There’s never been such a good time to have poor eyesight! If you’re planning on having LASIK surgery, you’ll actually be benefiting from over 100 years of surgical eye correction techniques, from the first theories projected in the late nineteenth century to an almost pain-free laser procedure at our clinic.
In 1898, a Dutch surgeon called Lans put forward a theory that making incisions in the cornea would cause it to flatten, thus improving eyesight in short-sighted people. It wasn’t actually carried out until the late 1930s, when a Japanese ophthalmologist, Tsutomu Sato, pioneered the procedure. You’re probably wondering who on earth volunteered to go first! Well, according to our research, the first patients were Japanese military pilots – if you consider the glory bestowed on the kamikaze unit, it all starts to make a bit more sense.
Owing to the development of contact lenses after World War II, there was less demand for this type of surgery (radial keratotomy) and the procedure declined.
Later, in the 1970s, Svyatoslav Fyodorov, a surgeon in the USSR, operated on a boy’s eyes after the boy had fallen off his bike. He had been wearing glasses at the time and they had smashed, leaving shards of glass in his eyes. When this glass was removed and the cuts had healed, it was found to have had a positive effect – the boy’s corneas had changed shape and he no longer needed glasses; and with the advent of more precise diamond knives, radial keratotomy was reborn as a procedure.
Radial keratotomy was not without complications and problems. Indeed, surgeons found it difficult to make an incision of an accurate size and depth that would give reliably predictable results. More improvements were still needed.
In 1995, Photorefractive keratectomy or PRK was approved – the world’s first laser eye surgery procedure. The laser worked directly on the corneal tissue to change its shape and improve vision. A huge advance though this was, it came with very long recovery times so there was still a lot of room for improvement.
Later in 1999, LASIK came along, which is now the procedure of choice for correcting refractive errors. It had actually been invented in 1989 by Greek ophthalmologist Ioannis Pallikaris, but wasn’t approved for use until a decade later. In essence, a hinged flap is created in the cornea, this is then reflected back, a sculpting laser is then used to mould the tissue underneath and once done the flap is reflected back into position. This effectively tricks the cornea into thinking nothing has happened. Initially done by a blade, the flap is now made with a very precise laser.

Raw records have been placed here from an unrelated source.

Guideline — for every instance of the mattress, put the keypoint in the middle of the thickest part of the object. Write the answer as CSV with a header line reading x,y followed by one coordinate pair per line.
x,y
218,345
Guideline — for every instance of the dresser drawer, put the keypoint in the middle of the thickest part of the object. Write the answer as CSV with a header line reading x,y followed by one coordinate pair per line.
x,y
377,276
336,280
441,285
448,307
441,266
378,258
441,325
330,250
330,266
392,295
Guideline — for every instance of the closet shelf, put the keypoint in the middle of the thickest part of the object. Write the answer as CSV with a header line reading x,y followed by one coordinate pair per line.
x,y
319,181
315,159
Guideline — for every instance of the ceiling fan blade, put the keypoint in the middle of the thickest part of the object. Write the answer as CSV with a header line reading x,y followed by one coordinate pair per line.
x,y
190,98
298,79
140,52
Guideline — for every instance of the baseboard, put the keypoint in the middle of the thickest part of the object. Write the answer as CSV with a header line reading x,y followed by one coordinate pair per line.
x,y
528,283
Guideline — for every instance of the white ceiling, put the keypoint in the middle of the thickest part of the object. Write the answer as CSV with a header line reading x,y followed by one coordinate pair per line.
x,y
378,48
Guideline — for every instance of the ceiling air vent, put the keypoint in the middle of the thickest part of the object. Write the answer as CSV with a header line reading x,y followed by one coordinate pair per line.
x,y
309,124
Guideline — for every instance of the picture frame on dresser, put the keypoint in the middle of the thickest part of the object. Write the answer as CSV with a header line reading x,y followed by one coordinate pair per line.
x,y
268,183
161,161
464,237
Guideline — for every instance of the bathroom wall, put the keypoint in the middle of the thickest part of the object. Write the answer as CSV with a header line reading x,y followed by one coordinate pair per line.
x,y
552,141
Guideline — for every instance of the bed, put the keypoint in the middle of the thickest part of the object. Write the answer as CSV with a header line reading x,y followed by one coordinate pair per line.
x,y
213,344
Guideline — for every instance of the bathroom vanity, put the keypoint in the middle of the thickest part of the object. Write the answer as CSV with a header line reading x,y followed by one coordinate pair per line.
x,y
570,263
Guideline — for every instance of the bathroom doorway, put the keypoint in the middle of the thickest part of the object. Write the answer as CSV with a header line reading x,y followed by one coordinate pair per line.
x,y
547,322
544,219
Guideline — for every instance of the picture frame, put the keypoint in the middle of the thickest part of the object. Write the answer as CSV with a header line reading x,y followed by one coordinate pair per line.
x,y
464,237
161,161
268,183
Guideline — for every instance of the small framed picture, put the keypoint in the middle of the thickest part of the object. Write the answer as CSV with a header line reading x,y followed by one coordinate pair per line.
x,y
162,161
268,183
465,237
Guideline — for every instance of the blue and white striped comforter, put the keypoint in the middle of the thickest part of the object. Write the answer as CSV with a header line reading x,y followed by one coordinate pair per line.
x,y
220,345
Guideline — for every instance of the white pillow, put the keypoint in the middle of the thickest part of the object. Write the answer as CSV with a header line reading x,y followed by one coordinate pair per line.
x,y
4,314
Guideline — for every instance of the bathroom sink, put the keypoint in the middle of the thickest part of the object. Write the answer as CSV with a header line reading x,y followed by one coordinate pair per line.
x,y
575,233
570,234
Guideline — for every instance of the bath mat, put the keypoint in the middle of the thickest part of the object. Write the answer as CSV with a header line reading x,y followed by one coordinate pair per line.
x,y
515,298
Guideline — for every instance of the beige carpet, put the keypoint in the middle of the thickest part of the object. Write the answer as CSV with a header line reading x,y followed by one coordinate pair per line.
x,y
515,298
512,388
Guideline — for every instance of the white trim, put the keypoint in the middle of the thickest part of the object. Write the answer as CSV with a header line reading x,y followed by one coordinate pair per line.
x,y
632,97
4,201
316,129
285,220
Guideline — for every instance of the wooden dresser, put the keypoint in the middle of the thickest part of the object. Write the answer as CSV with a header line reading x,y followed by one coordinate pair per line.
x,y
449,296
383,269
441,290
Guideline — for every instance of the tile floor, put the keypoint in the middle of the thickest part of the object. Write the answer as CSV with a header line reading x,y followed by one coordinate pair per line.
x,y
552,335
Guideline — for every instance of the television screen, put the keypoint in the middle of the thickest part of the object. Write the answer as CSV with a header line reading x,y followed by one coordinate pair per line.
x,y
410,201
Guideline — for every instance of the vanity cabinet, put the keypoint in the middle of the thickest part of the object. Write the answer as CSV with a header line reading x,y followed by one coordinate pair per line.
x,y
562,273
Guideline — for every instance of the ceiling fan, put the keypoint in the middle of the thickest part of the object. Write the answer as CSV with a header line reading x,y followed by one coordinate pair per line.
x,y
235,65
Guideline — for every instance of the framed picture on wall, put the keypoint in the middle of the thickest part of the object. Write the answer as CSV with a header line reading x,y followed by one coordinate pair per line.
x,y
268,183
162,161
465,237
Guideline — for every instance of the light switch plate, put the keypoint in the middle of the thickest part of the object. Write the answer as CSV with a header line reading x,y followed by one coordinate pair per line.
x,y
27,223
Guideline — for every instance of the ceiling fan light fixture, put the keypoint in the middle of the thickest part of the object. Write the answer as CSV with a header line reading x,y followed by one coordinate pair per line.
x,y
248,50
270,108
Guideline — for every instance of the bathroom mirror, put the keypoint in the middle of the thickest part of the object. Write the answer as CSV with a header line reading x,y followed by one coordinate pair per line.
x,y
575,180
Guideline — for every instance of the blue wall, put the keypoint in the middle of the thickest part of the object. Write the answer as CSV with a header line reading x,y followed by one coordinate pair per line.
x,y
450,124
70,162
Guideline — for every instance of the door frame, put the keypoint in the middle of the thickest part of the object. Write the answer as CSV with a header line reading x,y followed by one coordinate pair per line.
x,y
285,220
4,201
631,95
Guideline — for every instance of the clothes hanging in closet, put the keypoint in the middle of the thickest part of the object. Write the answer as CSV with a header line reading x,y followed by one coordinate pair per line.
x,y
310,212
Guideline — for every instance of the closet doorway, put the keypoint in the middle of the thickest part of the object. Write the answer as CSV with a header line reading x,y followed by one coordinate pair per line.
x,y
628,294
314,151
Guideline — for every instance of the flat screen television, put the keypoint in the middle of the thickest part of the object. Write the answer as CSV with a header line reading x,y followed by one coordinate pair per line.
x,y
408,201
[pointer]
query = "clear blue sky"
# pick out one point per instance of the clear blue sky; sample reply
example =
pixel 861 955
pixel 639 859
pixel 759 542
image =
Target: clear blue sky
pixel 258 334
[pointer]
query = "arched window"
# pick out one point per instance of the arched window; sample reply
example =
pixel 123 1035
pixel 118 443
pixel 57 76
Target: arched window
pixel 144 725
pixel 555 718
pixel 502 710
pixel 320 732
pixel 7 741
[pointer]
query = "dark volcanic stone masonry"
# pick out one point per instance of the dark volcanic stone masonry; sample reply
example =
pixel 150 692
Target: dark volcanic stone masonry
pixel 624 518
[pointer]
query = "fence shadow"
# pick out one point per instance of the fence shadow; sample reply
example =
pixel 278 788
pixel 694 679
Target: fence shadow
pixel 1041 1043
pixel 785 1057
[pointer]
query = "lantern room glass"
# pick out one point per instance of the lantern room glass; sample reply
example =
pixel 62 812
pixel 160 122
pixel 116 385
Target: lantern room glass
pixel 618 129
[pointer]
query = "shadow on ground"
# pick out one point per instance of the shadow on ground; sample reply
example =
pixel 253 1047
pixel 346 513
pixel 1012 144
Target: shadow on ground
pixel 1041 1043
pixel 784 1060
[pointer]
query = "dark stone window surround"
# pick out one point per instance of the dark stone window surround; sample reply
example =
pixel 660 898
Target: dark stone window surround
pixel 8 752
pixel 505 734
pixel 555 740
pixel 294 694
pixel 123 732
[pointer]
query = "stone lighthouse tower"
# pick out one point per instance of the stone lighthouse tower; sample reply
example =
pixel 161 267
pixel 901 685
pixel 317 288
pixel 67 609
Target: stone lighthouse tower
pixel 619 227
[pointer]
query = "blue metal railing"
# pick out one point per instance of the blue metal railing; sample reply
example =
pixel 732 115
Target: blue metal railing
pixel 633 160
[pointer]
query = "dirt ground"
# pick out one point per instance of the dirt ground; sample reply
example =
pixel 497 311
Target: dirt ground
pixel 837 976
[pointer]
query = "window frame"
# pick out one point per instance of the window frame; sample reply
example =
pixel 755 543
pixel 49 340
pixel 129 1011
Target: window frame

It’s easy to see why the procedure has become so popular – using lasers for both the flap in the cornea and the change to its curvature means that it’s easy to control, has predictable results, it’s relatively painless and comes with a very short recovery time – all the complications presented by the other procedures are finally resolved.
LASIK is now the preferred laser eye correction procedure worldwide. It’s almost pain free and carries a very high success rate with minimal complications. When you have your laser eye surgery, think about how far the procedure has come. We also have to acknowledge the hard work and creative thinking of recent history’s ophthalmologists, and the bravery of some of those first patients.